Q - Il y a trois mois ou presque que la présidence de la République est vacante. L'initiative arabe pour aider à élire un président piétine. La situation devient de plus en plus urgente et de plus en plus grave. Lors du prochain sommet arabe, pour la première fois, on risque de ne pas voir un représentant de l'Etat libanais, un président libanais. Est-ce que l'initiative française, dont vous êtes à l'origine, est toujours d'actualité ou existe-t-il d'autre initiative ou projet ? Va-t-on vous voir bientôt à Beyrouth ? L'Europe va-t-elle lancer une autre initiative ?
R - Et vous les Libanais avez-vous pris des initiatives ? Moi je fais ce que je peux, c'est le moins que l'on puisse dire. Et quand je lis dans la presse, la presse dont vous êtes responsable, "l'échec de Kouchner au Liban"...Non mais, vous plaisantez, c'est l'échec des Libanais ! "L'échec de la ligue arabe au Liban". Ce n'est pas l'échec de la Ligue arabe, c'est l"échec des Libanais ! D'accord, les Libanais ne sont pas seuls, nous le savons. Mais, franchement, j'espère et je souhaite qu'il y ait à nouveau une initiative française.
Mais de toute façon, l'initiative française, l'initiative de la Ligue arabe, l'initiative du prince Saoud ont toutes convergé vers les trois points que nous avions fait accepter, nous les Français, moi votre serviteur, par M. Nabih Beri et par M. Hariri. Et pourtant c'est bloqué. Les choses ont évolué. Je souhaite qu'il y ait une initiative, mais par pitié, il faudrait que les Libanais manifestent un tout petit peu d'unité nationale. Si par hasard quelques personnes de la société civile pouvaient répéter ce qui a été fait une fois, un dimanche, quand ils ont distribué des tracts dans les stations essence. Si ça pouvait se perpétuer pour que l'on voie que les communautés ont envie d'être ensemble cela nous aiderait beaucoup. Voilà ce que je peux vous répondre. Mais vous avez décrit la situation telle qu'elle est. Ce n'est pas un succès, c'est sûr, et avec la tension de la situation et avec l'acharnement qui s'est passé, en nombre de victimes à Gaza et hier à Jérusalem, ça ne va pas arranger la situation. Donc il est très urgent, plus urgent encore maintenant, d'essayer que la situation soit éclaircie et qu'il y ait un président au Liban. Je suis tout à fait d'accord avec vous. Mais, vraiment on a beaucoup essayé.

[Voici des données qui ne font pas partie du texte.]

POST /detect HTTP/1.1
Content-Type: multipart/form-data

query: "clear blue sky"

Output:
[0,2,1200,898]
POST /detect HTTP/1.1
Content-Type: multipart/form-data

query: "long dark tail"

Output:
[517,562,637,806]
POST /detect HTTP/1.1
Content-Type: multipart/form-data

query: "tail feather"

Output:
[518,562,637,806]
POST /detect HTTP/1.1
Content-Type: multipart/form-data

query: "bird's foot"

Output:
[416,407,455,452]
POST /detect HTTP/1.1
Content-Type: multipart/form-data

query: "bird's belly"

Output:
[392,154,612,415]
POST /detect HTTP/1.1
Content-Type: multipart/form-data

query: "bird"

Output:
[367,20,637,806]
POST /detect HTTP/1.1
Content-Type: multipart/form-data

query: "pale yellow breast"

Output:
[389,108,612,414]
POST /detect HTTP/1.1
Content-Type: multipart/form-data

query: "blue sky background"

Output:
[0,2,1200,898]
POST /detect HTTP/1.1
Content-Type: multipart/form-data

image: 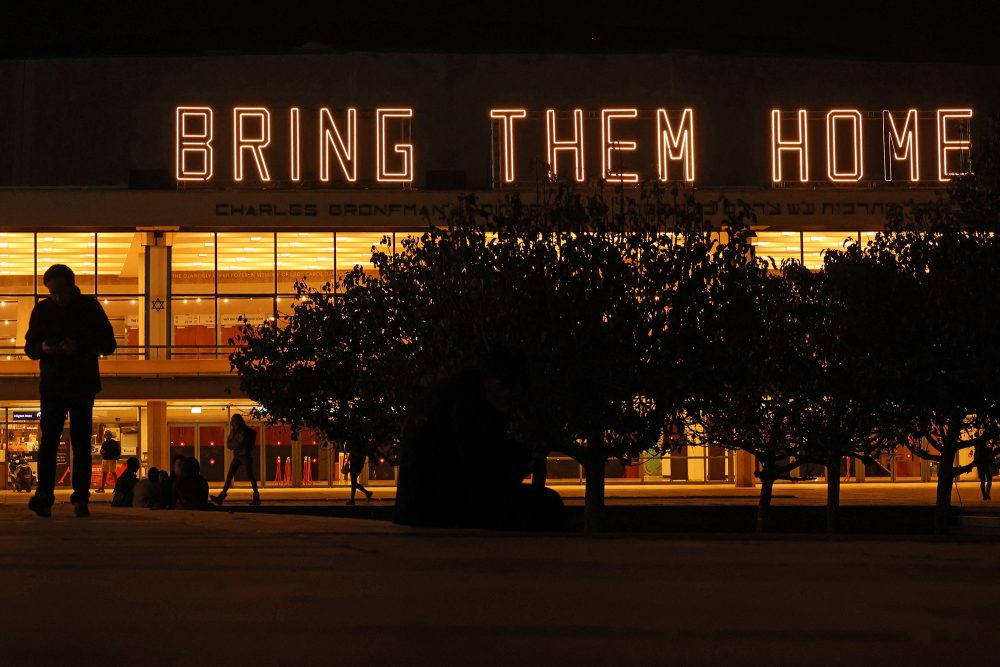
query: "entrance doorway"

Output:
[167,423,226,483]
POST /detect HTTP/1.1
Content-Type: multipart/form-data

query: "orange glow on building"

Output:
[545,109,587,183]
[882,109,920,183]
[233,107,271,183]
[656,108,695,183]
[771,109,809,183]
[375,109,413,183]
[601,109,639,183]
[826,109,865,183]
[937,109,972,182]
[288,107,302,182]
[490,109,528,183]
[174,107,215,181]
[319,107,358,183]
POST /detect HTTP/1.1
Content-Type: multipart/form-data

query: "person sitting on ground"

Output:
[393,351,565,530]
[160,454,187,508]
[173,456,208,510]
[132,466,163,508]
[111,456,139,507]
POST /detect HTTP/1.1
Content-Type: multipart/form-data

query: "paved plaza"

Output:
[0,485,1000,666]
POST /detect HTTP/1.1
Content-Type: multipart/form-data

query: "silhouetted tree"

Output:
[230,260,413,460]
[376,188,752,530]
[785,258,903,532]
[688,254,813,531]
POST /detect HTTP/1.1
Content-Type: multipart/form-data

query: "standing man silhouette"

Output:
[24,264,116,517]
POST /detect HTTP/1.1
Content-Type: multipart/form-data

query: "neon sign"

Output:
[174,105,973,187]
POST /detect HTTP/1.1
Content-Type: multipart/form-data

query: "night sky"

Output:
[0,0,1000,63]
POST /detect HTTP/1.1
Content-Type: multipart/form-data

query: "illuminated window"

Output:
[38,232,97,295]
[278,232,334,295]
[170,232,215,294]
[337,232,392,280]
[216,232,274,294]
[91,232,146,294]
[754,232,802,268]
[802,232,858,270]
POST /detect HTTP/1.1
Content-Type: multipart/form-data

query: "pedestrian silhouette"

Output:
[24,264,116,517]
[212,414,260,505]
[97,431,122,493]
[347,439,372,505]
[975,444,994,500]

Q - Et que pouvez-vous dire au sujet de l'initiative européenne ?
R - On verra bien pour ce qui concerne notre responsabilité européenne à partir du 1er juillet. Ce que je peux à la fois comprendre, déplorer et critiquer c'est qu'il n'y ait pas eu d'initiative commune. Alors tout le monde essaie d'aller à Damas ou à Beyrouth pour engager sa propre négociation. Ce que nous avons essayé était inédit. Les ministres des Affaires étrangères espagnol, italien et français, ensemble, à Beyrouth, pour représenter l'Union européenne. Malheureusement on a cru y arriver mais cela n'a pas marché. Il y avait cette initiative et nous pouvons continuer.
Q - Au sujet du soldat français qui est mort lundi après midi, la résolution 1778, paragraphe 14, stipule que les Etats voisins du Tchad et de la RCA doivent aider les missions de l'Onu et de l'Union européenne. Est-il normal que l'on ne condamne pas cette action militaire qui a été si sommairement menée du coté soudanais, puisque le gouvernement soudanais lui-même revendique l'action menée par son armée ?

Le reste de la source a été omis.